I believe in wisdom… no matter where it comes from or how long it takes to realize.
The wind ripped round the corner in frigid gusts that had sailed off the gray waves of nearby Lake Michigan. I leaned back against the dirty wall of Grant’s Five and Dime, waiting for the number seven bus to take me up Washington Street hill and nearer to home. It was my fifteenth year, in the days when the activity and commerce of a city happened at its’ center and not the far-flung reaches of suburban sprawl and cookie cutter strip malls. I stood alone and pulled my coat tighter around myself when a touch on my shoulder turned me to the face of an old man. How old, I couldn’t tell because through the eyes of adolescence any adult seems old. The stale wine I smelled on his breath made me want to walk away, but something caused me to stay. That decision altered the course of my life.
“You are not like the others,” the man spoke, his lips sputtering as he coughed the cough of a lifetime smoker. I must have looked at him with suspicion for he repeated, “You are not like the others,” this time clear, with warmth and sincerity as he gestured toward a group of teens near the corner. “You are like me,” he continued and handed over a note. I unfolded the sheet of lined paper and saw in jumbled ballpoint script the words: Blessed are the Peacemakers. At the bottom of the page was signed, The Black Sheep.
“Who is the Black Sheep?” I asked and the old man smiled. He touched a tobacco stained finger to my chest and said, “You are… and I am.” I looked again at the paper, making sure I had read correctly. When I raised my gaze the man was ambling away. I wanted to call out but didn’t know what to say, so I said nothing. It was two years later that I found myself on the streets of Chicago at the ’68 Democratic Convention.

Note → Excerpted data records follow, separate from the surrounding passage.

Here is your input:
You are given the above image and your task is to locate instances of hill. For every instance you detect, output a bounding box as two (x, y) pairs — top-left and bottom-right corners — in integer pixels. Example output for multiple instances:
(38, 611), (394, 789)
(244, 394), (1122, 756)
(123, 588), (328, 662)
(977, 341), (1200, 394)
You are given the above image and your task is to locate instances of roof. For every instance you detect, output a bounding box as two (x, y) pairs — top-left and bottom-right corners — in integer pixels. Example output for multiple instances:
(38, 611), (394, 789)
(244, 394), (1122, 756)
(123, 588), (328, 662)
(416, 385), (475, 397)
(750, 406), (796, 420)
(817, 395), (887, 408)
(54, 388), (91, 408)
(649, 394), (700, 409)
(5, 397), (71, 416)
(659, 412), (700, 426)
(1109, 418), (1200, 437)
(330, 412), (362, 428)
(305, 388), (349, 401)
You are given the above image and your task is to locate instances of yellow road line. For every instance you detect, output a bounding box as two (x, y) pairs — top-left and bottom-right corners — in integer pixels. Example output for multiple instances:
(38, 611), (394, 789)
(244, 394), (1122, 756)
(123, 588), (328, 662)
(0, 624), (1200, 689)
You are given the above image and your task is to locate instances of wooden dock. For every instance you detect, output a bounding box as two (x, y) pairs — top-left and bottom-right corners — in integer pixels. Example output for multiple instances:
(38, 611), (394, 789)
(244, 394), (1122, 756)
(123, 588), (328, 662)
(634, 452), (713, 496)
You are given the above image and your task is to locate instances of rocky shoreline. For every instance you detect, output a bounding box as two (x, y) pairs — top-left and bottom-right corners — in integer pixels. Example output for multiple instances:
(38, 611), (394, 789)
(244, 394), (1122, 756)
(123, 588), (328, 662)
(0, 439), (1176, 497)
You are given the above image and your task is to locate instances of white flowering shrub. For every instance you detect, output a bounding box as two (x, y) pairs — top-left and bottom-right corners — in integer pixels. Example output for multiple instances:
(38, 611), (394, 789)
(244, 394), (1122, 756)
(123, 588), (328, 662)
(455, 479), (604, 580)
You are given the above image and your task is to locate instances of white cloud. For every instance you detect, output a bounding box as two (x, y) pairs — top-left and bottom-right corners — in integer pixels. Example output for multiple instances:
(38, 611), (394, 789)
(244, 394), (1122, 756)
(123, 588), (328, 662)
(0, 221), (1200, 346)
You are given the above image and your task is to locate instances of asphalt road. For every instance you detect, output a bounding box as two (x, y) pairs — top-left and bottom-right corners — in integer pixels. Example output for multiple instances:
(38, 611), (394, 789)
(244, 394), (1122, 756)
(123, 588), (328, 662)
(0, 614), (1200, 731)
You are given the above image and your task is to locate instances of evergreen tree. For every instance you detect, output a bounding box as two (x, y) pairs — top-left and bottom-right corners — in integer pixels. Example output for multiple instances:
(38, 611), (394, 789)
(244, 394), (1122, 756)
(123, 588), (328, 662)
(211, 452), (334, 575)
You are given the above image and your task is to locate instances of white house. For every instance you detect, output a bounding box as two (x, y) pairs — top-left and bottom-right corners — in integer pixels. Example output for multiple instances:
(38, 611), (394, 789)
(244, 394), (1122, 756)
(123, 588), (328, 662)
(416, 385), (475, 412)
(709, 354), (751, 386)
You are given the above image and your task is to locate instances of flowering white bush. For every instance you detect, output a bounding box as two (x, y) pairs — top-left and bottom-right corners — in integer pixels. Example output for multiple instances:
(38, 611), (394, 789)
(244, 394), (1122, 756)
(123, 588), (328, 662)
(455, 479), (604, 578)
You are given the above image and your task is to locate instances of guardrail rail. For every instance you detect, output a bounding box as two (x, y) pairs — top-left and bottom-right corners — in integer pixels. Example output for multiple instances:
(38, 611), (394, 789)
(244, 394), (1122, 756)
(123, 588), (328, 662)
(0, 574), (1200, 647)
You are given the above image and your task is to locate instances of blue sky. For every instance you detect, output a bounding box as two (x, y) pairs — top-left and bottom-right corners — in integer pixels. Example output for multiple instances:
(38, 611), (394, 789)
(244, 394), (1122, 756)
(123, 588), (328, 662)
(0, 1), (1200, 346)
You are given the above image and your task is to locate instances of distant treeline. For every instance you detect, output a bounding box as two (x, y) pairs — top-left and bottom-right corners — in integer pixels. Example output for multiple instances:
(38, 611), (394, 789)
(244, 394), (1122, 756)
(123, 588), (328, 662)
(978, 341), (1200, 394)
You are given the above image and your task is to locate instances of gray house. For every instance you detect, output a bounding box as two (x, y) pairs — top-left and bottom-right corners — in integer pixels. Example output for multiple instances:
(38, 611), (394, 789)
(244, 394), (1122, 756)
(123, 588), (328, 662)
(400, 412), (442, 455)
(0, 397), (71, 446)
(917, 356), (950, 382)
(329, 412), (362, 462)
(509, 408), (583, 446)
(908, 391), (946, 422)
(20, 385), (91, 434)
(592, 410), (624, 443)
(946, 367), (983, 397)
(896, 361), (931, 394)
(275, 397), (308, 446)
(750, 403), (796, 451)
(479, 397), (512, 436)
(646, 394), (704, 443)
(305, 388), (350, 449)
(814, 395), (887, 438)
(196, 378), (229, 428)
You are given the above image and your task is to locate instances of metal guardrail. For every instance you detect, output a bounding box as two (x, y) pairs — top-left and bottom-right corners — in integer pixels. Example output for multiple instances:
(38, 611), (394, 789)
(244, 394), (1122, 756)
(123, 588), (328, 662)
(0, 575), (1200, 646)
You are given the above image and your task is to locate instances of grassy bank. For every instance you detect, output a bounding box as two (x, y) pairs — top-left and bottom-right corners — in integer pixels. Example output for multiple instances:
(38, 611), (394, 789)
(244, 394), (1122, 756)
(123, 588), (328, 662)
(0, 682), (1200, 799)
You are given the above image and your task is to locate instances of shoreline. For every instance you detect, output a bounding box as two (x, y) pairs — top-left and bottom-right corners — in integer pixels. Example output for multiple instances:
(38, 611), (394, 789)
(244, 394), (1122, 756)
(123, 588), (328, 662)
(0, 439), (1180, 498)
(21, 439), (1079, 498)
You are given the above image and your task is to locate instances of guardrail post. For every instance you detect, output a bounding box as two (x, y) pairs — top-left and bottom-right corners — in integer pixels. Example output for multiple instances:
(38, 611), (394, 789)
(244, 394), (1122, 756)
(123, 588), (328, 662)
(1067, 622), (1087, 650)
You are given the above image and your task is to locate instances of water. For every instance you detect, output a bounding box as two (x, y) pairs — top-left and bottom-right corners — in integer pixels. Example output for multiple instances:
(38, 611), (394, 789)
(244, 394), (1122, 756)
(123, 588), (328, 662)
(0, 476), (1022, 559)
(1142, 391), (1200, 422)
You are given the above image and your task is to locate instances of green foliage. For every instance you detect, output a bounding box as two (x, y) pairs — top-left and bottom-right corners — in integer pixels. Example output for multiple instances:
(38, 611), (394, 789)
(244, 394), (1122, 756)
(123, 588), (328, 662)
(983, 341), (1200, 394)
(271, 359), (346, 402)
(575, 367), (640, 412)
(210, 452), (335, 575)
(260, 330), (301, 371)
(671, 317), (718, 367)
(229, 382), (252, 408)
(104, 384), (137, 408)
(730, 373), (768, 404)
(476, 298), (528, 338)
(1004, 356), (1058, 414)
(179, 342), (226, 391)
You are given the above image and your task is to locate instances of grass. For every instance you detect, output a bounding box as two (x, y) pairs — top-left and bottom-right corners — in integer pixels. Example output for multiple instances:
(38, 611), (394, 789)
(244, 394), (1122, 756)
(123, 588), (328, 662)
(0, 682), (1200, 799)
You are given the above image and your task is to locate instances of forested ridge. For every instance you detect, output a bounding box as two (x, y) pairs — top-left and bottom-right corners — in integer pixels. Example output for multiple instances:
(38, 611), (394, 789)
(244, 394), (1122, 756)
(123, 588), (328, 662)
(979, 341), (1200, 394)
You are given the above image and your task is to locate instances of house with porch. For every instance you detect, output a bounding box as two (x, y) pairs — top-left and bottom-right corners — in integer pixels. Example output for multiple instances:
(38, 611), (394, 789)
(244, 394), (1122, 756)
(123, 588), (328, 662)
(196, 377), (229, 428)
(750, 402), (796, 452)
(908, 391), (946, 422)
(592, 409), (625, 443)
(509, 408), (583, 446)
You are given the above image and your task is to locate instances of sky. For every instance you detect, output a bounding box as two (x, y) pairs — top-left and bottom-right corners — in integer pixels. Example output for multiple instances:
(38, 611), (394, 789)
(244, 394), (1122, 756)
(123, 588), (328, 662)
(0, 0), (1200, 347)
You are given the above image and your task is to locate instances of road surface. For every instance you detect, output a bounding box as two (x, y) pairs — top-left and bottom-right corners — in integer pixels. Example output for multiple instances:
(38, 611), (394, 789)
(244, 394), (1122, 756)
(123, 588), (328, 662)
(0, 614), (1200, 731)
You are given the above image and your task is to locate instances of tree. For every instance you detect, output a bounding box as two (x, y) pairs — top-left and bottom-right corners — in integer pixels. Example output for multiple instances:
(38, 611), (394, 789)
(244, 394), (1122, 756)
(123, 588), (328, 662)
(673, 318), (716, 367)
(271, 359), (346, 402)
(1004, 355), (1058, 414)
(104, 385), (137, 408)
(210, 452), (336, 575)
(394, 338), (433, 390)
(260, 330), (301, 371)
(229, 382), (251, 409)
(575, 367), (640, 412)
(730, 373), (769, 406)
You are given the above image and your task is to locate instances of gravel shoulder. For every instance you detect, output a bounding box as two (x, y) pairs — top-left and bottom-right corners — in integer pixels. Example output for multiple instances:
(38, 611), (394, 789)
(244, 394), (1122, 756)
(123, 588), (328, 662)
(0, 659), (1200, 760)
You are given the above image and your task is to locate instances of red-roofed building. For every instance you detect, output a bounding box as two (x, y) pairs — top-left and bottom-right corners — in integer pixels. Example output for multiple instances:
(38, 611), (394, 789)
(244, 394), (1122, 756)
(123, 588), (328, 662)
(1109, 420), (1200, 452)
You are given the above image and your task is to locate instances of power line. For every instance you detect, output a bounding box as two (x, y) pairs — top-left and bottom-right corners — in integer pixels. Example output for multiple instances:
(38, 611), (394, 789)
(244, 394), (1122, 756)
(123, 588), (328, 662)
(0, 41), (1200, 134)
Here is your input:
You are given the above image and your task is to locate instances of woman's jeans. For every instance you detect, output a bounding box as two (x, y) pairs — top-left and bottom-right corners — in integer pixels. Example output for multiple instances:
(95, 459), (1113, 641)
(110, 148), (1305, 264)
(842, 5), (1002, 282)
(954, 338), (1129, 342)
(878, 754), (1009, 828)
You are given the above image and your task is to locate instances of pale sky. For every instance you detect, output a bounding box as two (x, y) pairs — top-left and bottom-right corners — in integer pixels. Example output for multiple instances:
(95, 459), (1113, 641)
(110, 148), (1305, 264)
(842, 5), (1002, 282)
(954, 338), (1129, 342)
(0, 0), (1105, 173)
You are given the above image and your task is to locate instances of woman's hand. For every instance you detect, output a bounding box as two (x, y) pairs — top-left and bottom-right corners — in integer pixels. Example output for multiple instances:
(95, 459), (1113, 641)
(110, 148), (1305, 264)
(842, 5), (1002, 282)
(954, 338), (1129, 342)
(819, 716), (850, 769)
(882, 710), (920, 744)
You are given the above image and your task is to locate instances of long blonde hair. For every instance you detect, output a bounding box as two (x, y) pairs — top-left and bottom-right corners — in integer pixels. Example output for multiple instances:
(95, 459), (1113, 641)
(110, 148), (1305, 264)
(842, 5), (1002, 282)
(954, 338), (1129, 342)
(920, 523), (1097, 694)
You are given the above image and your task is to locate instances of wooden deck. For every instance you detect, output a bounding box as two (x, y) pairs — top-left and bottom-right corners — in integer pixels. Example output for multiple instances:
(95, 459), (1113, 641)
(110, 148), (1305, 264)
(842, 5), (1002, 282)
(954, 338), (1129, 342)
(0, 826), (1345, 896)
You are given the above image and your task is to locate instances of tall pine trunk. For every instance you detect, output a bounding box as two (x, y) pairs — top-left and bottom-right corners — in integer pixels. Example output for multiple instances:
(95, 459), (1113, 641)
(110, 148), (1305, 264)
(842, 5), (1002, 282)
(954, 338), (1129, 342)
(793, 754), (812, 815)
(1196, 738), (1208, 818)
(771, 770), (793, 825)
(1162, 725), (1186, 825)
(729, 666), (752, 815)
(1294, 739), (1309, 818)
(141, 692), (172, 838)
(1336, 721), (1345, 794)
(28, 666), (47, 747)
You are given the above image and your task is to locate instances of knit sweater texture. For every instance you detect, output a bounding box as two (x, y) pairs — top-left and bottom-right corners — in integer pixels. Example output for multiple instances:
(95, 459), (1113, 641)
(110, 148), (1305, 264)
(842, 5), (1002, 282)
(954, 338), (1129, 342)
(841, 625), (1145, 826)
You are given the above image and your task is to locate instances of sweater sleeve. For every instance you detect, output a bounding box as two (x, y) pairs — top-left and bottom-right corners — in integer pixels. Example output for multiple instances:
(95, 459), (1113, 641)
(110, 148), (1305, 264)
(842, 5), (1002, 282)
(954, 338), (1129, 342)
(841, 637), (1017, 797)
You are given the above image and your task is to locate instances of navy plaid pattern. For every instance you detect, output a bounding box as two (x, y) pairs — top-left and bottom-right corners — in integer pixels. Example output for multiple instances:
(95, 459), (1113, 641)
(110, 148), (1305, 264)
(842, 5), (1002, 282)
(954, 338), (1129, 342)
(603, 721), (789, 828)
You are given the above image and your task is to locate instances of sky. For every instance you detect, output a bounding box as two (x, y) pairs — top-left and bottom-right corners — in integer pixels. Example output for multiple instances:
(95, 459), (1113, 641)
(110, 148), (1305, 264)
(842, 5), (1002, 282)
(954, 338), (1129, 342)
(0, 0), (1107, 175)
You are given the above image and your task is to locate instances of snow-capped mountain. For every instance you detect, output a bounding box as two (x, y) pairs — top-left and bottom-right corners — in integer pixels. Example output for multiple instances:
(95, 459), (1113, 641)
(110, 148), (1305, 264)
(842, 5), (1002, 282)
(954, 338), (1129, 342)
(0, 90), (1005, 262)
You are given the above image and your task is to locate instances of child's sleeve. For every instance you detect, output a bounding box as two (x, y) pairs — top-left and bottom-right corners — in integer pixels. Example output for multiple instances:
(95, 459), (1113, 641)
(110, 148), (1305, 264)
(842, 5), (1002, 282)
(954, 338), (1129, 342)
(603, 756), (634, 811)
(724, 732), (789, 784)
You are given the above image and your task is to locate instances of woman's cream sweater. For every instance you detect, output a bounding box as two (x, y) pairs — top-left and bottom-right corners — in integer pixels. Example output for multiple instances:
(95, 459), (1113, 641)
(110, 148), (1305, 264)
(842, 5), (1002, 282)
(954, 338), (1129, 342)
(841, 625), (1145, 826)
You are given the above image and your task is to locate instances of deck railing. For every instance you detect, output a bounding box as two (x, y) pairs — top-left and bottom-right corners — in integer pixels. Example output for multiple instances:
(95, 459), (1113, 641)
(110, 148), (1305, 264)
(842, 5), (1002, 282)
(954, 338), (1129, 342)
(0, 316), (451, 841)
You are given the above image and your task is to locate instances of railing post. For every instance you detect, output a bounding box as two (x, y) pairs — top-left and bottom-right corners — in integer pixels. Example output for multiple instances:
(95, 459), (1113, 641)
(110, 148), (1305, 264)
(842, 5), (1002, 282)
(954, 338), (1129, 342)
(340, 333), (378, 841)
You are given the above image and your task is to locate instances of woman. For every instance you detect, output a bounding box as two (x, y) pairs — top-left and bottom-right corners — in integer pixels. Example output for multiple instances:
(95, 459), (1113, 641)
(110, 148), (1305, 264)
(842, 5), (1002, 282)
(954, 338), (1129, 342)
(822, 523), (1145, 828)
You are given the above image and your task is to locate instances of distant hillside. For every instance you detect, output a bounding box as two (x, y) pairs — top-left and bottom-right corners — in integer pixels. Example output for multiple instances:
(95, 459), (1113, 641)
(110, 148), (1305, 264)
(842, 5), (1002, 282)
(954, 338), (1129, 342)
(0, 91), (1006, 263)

Looking back now it was only a brief encounter in a long-gone era, but to this day and for reasons I cannot fathom, I still carry that note in my wallet. The paper is torn and brittle and the words have all but disappeared but I cannot bring myself let it go. Maybe it’s my own faded youth I cling to, maybe it’s the memory of an unjust war and my part in it, or maybe it was the wisdom I saw in a pair of yellowed and rheumy eyes but didn’t understand until years later. I’m sure the man is now long since dead and Grant’s Five and Dime is a little-used parking garage, but one thing is certain… I will never forget that cold December day and the man I know only as The Black Sheep. Blessed are the Peacemakers… blessed are those who inspire them.